How finding time for real-world experiences can make you a better doctor
With our first year of Medical School at Dalhousie behind us, we were excited. New clinical experiences lay ahead of us. But, so did the challenges of an increased workload. Even though med school, to that point, had been one of the busiest times of our lives, we knew that it was about to get even more intense. And somehow during that very busy time, we were able to gain some unexpected experience—something that helped us realize how important it is for medical students to integrate into the community, something that enhanced our training and would surely make us better doctors.
All we had to do was make time for it.
Dalhousie Medicine offers a unique opportunity for second year medical students to participate in something called the Service Learning Program. This optional program enables students to partner with community organizations, allowing them to contribute to a project that is driven by community-defined priorities. Even through our time-management skills (not to mention our ability to stay organized) had already been tested, we were eager to apply our classroom learning and get out into the community. So, we applied to be a part of the program.

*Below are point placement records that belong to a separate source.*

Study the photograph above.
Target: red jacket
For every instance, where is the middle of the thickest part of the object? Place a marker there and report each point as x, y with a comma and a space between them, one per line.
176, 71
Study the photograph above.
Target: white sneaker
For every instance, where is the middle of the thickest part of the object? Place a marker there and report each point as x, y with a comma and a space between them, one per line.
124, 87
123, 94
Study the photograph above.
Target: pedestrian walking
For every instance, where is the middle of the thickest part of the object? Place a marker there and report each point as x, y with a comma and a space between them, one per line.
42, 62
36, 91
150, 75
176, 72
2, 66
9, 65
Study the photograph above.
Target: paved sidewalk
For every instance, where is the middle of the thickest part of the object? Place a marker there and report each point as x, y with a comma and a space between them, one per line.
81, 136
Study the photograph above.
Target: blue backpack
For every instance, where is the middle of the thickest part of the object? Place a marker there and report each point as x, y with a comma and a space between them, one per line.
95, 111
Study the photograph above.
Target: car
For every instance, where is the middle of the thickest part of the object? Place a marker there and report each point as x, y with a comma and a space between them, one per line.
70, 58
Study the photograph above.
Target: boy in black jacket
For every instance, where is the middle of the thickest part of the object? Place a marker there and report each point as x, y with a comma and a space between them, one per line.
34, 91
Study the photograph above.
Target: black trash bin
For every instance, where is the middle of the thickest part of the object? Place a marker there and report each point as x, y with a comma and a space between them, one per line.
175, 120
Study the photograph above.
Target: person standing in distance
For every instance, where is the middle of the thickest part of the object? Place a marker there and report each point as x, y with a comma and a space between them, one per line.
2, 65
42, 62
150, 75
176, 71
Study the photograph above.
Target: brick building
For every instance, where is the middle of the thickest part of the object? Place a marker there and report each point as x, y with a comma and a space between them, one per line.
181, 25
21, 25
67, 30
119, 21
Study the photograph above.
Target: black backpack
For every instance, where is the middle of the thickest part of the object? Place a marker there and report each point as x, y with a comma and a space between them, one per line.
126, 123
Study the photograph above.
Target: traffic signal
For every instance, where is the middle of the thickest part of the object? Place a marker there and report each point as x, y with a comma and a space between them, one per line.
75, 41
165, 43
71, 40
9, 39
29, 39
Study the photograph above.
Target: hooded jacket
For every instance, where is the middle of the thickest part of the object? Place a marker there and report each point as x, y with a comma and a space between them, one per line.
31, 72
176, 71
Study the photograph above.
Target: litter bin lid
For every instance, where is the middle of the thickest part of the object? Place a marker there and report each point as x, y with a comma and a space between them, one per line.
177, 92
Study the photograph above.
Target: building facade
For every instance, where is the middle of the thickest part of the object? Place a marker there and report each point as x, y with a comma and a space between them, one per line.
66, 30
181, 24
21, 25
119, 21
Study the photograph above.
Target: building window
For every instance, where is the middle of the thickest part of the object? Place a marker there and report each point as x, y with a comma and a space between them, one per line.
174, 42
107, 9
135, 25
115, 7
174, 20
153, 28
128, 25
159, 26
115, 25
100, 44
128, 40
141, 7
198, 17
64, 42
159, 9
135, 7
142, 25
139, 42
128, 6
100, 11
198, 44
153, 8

The application process required us to list the skills we could offer the community organization, and, based on this information, we were connected with Mainline, a leader in the delivery of harm reduction services in Halifax.
And yet, we had no previous experience working with addiction or addiction-related fields. Even so, we were both eager to engage with – and learn from— our new community partner. As our second year started to pick up speed, we began spending more and more time with the staff at Mainline – all of whom have been touched or have lived experiences with addiction– in order to learn about the organization and define a focus for our project. We were eventually given the opportunity to work on raising awareness for Mainline’s newest program: The Peer Navigator Program.
The program focuses on ending drug user stigma by providing a safe, comfortable, and understanding environment for people who use drugs. The program to-date has established a network of peer navigators and peer staff who provide daily outreach on foot and weekly outreach by vehicle. Our project aimed to raise awareness for the program throughout the community by targeting local media outlets.
But making this project work wasn’t easy. We had trouble scheduling meetings and finding time in our busy schedules to dedicate to our project. We began to question our abilities to balance all the work we’d taken on. We knew it was important, but was it too much for us? Were we actually helping this meaningful community organization—or letting them down?
These questions continued to cross our minds us as we dove even deeper into our hardest unit of medical school, which pushed us even further away from our deadlines. It was at this point, though, that we really began to see the benefits of stepping out of the classroom and into the community.
As part of our experience, we had the opportunity to travel into the community with peer navigators and staff to help clean up discarded drug paraphernalia, provide local support, and offer clean supplies to clients who needed them. It was a truly inspiring experience to witness the trusting and supportive peer-to-peer dynamic that Mainline had created with its clients. If it wasn’t already clear to us, this showed us firsthand how valued – and how needed – this program was.
Young physicians are told early in their medical training about the importance of mentorship and learning from their peers—and, as we reflected on our year at Mainline, it became clear to us that the Peer Navigator Program is very similar to med school itself: it’s all about building trusting peer-to-peer relationships.
Ultimately, our project was a success. The network of peer navigators grew to 20, and with the help of CBC and Doctors Nova Scotia, we have been able to shed light on the important work Mainline does in the community. But the real value for us, as students, was the chance to learn, through real-world experience, about the people who struggle with addiction and the obstacles they face—experience that will someday help us treat patients who face similar challenges.
We are carrying this knowledge forward into our future training – and eventually our practices – and are grateful that, despite the overwhelming pressures of med school, we were able to balance our responsibilities and find the time to step out into the community.
Dominique de Waard & Brianne Robinson
Dominique de Waard started her journey in medicine moving from her hometown in Nova Scotia to the University of Guelph, Ontario to complete her BSc with an Honours in Bio-Medical Science. After graduating University, Dominique did not hesitate to take a trip around the world and continues to travel whenever possible. At every destination she enjoys chasing waterfalls and the last spoonful of dessert at every restaurant. Before starting her third year of medicine at Dalhousie University, she plans to travel through Asia. Brianne Robinson is an incoming third-year medical student at Dalhousie Medical School. Originally from Kitchener, Ontario she attended Western University for her undergraduate degree obtaining a Bachelor of Medical Sciences with a focus in Pathology. Brianne has wasted no time getting to know her new city and spends her time outside of medicine exploring Halifax, hiking, trying new restaurants, and running. She looks forward to spending time at her cottage on Lake Simcoe before starting clerkship in August.